= 1st Light Tank Brigade =

The 1st Light Tank Brigade (1-я лёгкая танковая бригада (1 лтбр)) was an armored brigade of the Red Army that fought in the Winter War.

The brigade was formed as the 19th Mechanized Brigade in 1934 and was one of the units combined to form the 1st Tank Division in 1940.

== History ==
The 19th Mechanized Brigade was formed in May 1934 in Detskoye Selo, part of the 7th Mechanized Corps of the Leningrad Military District. The brigade was relocated to Pushkin by 1938. The brigade was reorganized as the 1st Light Tank Brigade in 1938. The brigade took part in the Winter War as part of the 10th Tank Corps, which it rejoined on 13 October 1939. After the disbandment of the corps headquarters the brigade was assigned to the 7th Army as a separate tank brigade. By the beginning of the Winter War, the brigade fielded 178 tanks and 23 armored cars. After the end of the Winter War, the brigade returned to Pushkin.

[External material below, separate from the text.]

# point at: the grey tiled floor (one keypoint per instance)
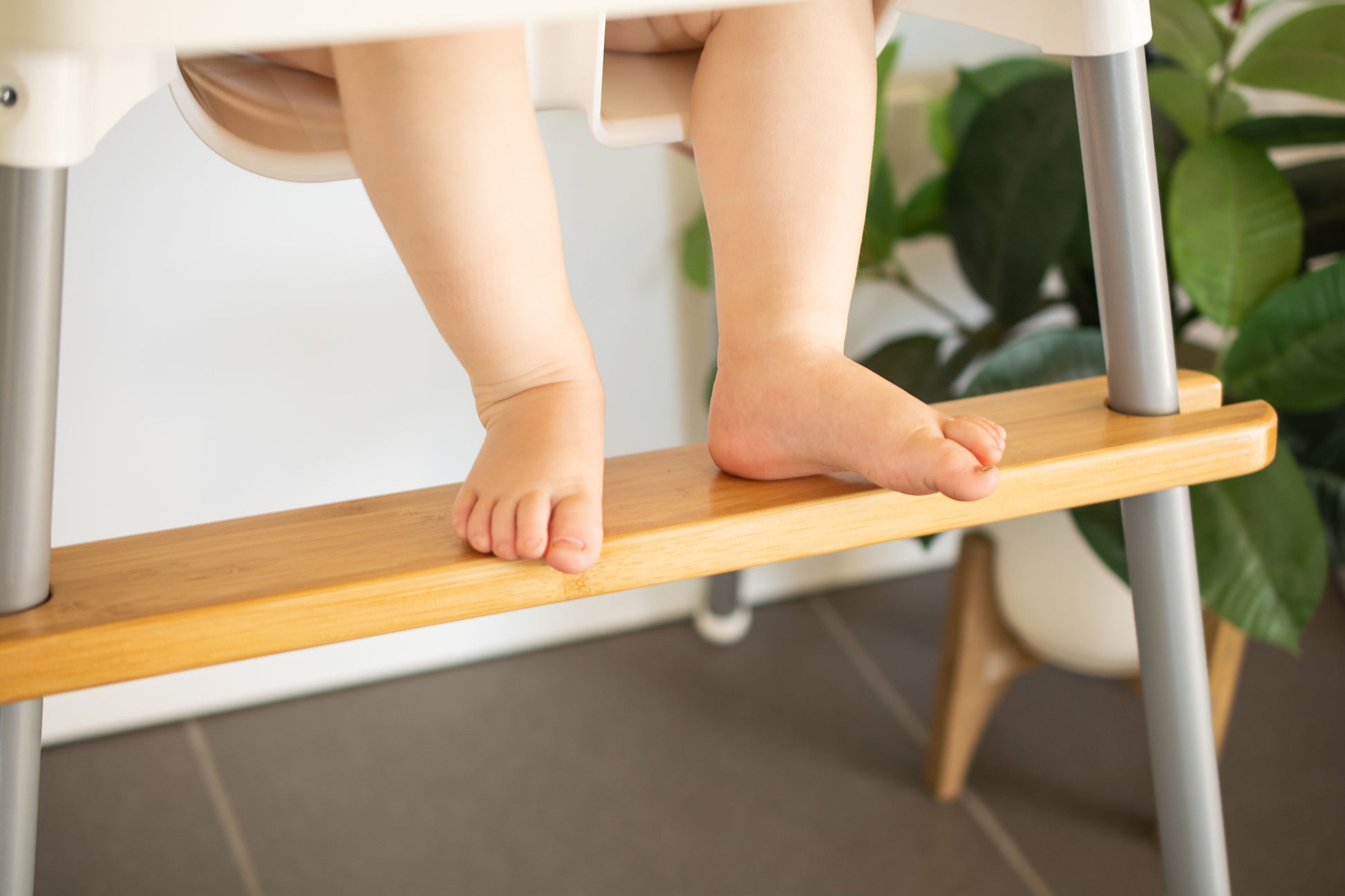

Its headquarters and three tank battalions were used to form the 1st Red Banner Tank Division of the 1st Mechanized Corps, a process completed by the end of July 1940. The division was formed in camps near Strugi Krasnye, and the 1st Tank Battalion of the brigade was one of the units that formed the division's 1st Tank Regiment. The 4th and 8th Tank Battalions of the brigade were among the units forming the division's 2nd Tank Regiment. The 19th Tank Battalion was one of the tank units used to form the 5th Tank Regiment of the 1st Mechanized Corps' 3rd Tank Division.